What the heck is ????! I’ve never seen anything like this while gaming!
What is this? Is my luck so high that it can’t be expressed in numbers!?
I’m not sure, but it doesn’t seem like sticking around here will give me any answers, so let’s just gloss over it.
When I perform on exams, a decent score means it’s got to be something high. Probably.
As I was thinking this, Grandpa’s voice broke through my thoughts.
[Hmm? Don’t you have intelligence or wisdom stats? Given the format, it wouldn’t be strange if there were some.]
But I ignored his voice. The moment I would write down my intelligence score of 58 made me imagine what Grandpa would say.
[Young lady?]
“…There’s none of that.”
[Oh, really? Nothing at all, huh? You’re sure?]
As if he sensed something, Grandpa let out a disturbing laughter, which I tried hard to ignore as I looked down at the various skills I possessed.
The iron wall skill that has protected my life ever since I first stepped into this world.
The hero’s spirit, which has been the driving force for me to endure hellish training, even with a name change, remains my most treasured skill.
The overcoming fear skill, which has kept me from getting schooled during numerous crises.
In addition, a multitude of skills filled the passive skill slots.
[You have this many blessings?]
As I jotted each one down on paper, Grandpa’s voice hit a high pitch, expressing disbelief.
“Well, Grandpa. I’m an Apostle of God, you know.”
[Even if you are beloved by God, this is something.]
“Aren’t you similar? You were part of the hero’s party.”
Unlike now, during the time when both the Good and Evil God factions were actively intervening with the land, Grandpa and the hero party led the charge in the war against the Evil God. Naturally, the number of skills they possessed must have been significant.
So surely, Grandpa could understand this situation better than anyone else.
[At that time, this much… No, is this even possible now? ]
“What do you mean by that?”
[I’m done. Don’t worry about it.]
No way. Grandpa. I’ve said I don’t like it when you dodge things like this so many times! I complained openly, but Grandpa didn’t open his mouth.
Looks like I’m not getting an answer from him after pulling this kind of behavior.
Forget it. If it were something really important, he would have told me.
Grumbling, I continued moving my fingers and frowned as I checked the proficiency of my various skills.
Most of the skills I primarily use had hit their growth limits.
Ah, damn. When did it get to this state? I wonder how much proficiency I’ve lost.
This is why I need to consistently work on leveling up, but I got too comfortable after smashing Nakrad.
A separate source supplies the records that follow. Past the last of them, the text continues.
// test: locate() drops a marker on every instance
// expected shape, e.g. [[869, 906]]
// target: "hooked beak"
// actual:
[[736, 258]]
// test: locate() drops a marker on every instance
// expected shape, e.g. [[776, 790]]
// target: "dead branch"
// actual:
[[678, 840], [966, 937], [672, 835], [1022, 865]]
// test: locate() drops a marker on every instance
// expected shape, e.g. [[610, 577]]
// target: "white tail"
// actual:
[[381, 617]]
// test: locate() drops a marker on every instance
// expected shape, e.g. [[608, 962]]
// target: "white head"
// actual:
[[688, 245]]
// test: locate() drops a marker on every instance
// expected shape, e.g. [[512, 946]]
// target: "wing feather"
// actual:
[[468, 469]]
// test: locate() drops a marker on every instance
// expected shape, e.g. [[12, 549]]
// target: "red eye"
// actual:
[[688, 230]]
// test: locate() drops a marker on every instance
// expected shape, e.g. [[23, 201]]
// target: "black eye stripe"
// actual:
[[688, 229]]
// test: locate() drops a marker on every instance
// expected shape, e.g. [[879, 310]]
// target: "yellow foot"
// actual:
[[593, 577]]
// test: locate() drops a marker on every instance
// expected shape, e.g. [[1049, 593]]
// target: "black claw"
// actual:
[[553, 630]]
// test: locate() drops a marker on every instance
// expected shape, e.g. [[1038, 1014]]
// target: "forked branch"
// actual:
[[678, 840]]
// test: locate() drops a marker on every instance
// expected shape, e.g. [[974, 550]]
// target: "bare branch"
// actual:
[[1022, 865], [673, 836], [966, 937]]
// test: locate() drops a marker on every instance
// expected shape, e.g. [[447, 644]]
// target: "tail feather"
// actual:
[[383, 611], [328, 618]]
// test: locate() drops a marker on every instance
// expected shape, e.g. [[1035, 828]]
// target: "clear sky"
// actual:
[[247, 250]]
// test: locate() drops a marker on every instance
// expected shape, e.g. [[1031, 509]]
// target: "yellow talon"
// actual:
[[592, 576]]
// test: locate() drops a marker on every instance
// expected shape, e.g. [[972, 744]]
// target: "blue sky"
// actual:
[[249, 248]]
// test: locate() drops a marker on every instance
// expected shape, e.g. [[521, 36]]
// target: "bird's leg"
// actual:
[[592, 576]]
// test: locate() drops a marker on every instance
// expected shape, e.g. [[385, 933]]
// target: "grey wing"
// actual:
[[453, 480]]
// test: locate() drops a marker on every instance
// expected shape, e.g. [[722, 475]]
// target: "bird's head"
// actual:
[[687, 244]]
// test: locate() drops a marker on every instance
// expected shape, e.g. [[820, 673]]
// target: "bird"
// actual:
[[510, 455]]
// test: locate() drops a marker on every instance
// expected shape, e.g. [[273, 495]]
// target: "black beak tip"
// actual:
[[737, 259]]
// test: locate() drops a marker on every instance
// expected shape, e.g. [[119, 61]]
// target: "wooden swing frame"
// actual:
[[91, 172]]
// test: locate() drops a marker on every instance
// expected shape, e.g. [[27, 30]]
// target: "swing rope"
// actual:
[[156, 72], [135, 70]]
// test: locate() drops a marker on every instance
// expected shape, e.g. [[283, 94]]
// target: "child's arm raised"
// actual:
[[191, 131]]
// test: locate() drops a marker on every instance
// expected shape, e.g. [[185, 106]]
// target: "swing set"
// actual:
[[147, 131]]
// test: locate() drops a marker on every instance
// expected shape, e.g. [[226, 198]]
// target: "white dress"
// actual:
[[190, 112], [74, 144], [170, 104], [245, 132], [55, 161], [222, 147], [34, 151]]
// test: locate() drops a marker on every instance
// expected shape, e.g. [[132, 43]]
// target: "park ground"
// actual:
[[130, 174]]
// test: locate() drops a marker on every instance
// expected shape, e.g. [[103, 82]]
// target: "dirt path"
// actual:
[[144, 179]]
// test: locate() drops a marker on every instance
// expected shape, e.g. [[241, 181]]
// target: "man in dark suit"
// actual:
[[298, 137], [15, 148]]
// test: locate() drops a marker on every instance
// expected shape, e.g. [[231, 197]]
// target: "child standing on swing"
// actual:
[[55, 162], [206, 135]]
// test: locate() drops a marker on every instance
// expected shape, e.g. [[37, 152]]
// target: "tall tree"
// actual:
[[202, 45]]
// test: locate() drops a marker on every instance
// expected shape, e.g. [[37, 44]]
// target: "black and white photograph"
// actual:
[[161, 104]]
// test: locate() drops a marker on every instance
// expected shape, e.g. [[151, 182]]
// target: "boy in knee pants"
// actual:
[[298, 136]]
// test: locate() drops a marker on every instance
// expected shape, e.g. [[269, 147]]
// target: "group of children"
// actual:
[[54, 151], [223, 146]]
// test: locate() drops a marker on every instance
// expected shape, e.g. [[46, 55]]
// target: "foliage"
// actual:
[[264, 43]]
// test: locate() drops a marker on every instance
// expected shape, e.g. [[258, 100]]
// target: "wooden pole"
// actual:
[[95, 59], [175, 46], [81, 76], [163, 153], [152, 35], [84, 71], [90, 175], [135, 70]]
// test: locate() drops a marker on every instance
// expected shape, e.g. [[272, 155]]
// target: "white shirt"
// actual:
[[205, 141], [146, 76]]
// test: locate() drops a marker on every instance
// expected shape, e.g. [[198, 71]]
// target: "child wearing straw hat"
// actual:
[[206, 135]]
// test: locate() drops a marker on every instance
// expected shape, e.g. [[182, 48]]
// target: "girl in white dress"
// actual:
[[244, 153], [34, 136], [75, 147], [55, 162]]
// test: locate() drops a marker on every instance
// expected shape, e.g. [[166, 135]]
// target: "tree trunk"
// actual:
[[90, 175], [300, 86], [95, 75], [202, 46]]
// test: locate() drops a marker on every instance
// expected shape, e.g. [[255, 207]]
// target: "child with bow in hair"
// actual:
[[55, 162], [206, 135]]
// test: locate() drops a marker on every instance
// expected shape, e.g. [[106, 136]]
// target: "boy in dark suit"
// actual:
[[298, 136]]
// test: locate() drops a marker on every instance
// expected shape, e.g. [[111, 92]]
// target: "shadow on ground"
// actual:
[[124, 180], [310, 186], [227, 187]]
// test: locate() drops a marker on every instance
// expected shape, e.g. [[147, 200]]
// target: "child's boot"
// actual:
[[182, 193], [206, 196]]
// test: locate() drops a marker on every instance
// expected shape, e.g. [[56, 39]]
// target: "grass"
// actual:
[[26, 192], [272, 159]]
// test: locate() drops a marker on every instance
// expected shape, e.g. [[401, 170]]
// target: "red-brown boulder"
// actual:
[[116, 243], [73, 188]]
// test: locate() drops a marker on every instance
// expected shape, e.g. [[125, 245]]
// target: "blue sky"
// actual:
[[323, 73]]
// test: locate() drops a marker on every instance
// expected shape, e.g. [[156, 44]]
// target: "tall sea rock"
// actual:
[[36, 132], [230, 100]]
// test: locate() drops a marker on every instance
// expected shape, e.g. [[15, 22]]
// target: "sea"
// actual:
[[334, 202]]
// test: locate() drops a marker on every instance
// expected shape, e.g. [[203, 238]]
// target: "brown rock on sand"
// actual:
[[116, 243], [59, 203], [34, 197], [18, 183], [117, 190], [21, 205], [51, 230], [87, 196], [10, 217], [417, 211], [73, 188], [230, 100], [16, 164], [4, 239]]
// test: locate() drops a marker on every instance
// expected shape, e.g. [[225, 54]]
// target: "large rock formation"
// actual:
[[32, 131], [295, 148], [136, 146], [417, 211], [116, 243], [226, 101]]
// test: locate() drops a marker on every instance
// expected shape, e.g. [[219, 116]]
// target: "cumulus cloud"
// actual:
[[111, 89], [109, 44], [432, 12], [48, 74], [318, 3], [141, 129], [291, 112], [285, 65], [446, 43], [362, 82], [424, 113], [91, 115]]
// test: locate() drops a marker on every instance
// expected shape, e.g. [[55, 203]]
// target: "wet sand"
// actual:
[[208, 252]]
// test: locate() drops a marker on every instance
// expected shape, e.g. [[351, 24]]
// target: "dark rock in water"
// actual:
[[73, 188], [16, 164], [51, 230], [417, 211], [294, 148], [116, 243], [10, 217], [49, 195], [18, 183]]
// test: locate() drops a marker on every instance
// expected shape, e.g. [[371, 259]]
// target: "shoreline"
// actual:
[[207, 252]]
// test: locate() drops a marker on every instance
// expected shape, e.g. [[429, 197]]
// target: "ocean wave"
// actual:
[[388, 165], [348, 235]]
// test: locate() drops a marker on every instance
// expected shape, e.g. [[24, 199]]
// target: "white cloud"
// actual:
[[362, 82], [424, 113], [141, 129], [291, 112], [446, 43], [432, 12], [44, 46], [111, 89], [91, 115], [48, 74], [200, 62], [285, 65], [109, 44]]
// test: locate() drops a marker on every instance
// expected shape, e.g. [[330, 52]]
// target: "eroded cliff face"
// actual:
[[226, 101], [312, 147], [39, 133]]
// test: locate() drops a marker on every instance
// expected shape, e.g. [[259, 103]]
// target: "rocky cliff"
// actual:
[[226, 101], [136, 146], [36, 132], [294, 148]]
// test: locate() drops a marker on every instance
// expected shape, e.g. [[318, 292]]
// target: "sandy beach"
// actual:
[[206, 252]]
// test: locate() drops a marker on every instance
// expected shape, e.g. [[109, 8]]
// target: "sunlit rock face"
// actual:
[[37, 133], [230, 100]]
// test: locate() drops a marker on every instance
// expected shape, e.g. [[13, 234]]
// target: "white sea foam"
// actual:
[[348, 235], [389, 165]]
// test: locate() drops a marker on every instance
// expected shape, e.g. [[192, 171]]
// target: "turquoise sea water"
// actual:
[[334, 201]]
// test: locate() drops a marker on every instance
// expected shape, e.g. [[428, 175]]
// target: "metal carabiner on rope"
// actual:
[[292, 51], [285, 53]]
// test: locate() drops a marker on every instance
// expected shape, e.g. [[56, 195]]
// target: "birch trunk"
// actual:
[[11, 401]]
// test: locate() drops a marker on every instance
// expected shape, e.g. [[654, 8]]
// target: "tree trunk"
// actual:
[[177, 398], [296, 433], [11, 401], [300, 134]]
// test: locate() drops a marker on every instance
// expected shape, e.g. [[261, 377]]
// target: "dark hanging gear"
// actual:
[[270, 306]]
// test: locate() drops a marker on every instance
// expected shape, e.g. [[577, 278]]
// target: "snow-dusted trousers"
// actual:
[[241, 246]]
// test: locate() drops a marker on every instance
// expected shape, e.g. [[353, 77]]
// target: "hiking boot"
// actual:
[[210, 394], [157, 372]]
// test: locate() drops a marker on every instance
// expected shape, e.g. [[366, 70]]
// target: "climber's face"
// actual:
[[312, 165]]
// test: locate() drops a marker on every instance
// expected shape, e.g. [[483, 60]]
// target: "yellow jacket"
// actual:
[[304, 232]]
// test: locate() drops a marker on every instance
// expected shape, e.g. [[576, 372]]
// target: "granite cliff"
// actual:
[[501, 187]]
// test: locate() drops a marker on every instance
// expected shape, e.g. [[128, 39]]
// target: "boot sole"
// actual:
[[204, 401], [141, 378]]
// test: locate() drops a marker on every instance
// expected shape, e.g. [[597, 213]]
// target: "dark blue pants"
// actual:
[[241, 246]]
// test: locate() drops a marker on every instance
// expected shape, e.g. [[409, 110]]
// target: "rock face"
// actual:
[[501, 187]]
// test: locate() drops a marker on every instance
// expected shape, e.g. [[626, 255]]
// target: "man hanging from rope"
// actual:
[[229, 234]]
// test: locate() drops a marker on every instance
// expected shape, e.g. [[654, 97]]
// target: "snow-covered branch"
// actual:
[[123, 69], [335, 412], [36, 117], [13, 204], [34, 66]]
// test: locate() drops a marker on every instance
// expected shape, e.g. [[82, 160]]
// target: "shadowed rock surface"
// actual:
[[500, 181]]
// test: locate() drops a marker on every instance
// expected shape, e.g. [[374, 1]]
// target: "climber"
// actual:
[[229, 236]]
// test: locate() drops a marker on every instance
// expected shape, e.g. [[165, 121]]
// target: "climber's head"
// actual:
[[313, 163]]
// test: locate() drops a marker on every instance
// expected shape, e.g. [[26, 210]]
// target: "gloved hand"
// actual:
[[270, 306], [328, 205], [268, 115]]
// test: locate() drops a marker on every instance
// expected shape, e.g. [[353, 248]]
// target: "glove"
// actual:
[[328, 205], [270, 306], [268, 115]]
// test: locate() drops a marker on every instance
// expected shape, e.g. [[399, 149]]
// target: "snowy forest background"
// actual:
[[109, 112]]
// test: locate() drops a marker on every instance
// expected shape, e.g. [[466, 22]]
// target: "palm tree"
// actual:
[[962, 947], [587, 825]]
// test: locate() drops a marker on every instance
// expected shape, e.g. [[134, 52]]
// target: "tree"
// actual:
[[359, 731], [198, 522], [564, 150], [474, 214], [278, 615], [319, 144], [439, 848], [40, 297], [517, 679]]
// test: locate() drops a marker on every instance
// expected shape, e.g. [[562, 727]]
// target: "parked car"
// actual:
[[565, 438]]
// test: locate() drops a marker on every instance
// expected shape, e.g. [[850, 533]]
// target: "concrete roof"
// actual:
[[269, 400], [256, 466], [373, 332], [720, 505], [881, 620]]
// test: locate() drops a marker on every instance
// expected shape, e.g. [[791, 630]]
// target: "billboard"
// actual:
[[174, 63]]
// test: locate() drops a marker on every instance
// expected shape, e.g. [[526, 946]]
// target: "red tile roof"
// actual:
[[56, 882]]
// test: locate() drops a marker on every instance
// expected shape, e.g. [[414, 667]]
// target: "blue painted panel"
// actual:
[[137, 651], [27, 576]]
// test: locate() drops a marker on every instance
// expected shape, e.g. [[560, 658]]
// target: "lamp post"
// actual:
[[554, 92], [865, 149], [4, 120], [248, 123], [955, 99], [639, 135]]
Once I return to the mansion, I’ll start working on leveling up again. I can’t let any more losses pile up.
Nibbling my lips, while filling my notebook, I had to stop in front of one skill. The limitations of the skill forced my actions.
[MEGUSAKI]
Seeing the name of the skill that threw me into this world was anything but pleasant.
How much I’ve suffered due to the compulsiveness of the Megusaki skill, how could I ever look upon it with a smile?
However, recalling the times this Megusaki skill helped me overcome danger and protect those precious to me made it hard to completely dismiss it.
Is this what they call love-hate? With a mixed emotion, I looked at the Megusaki skill and chuckled when I saw the proficiency next to it.
[PROFICIENCY A-(CURRENT LIMIT)]
Alright. I know it’s skill and it’s natural to accumulate proficiency, but I can’t be sure whether to feel happy about this or not. It certainly doesn’t seem to have a beneficial impact.
Just staring at it won’t yield any answers, so I forcefully looked away from the Megusaki skill.
Once again, my hand regained its freedom.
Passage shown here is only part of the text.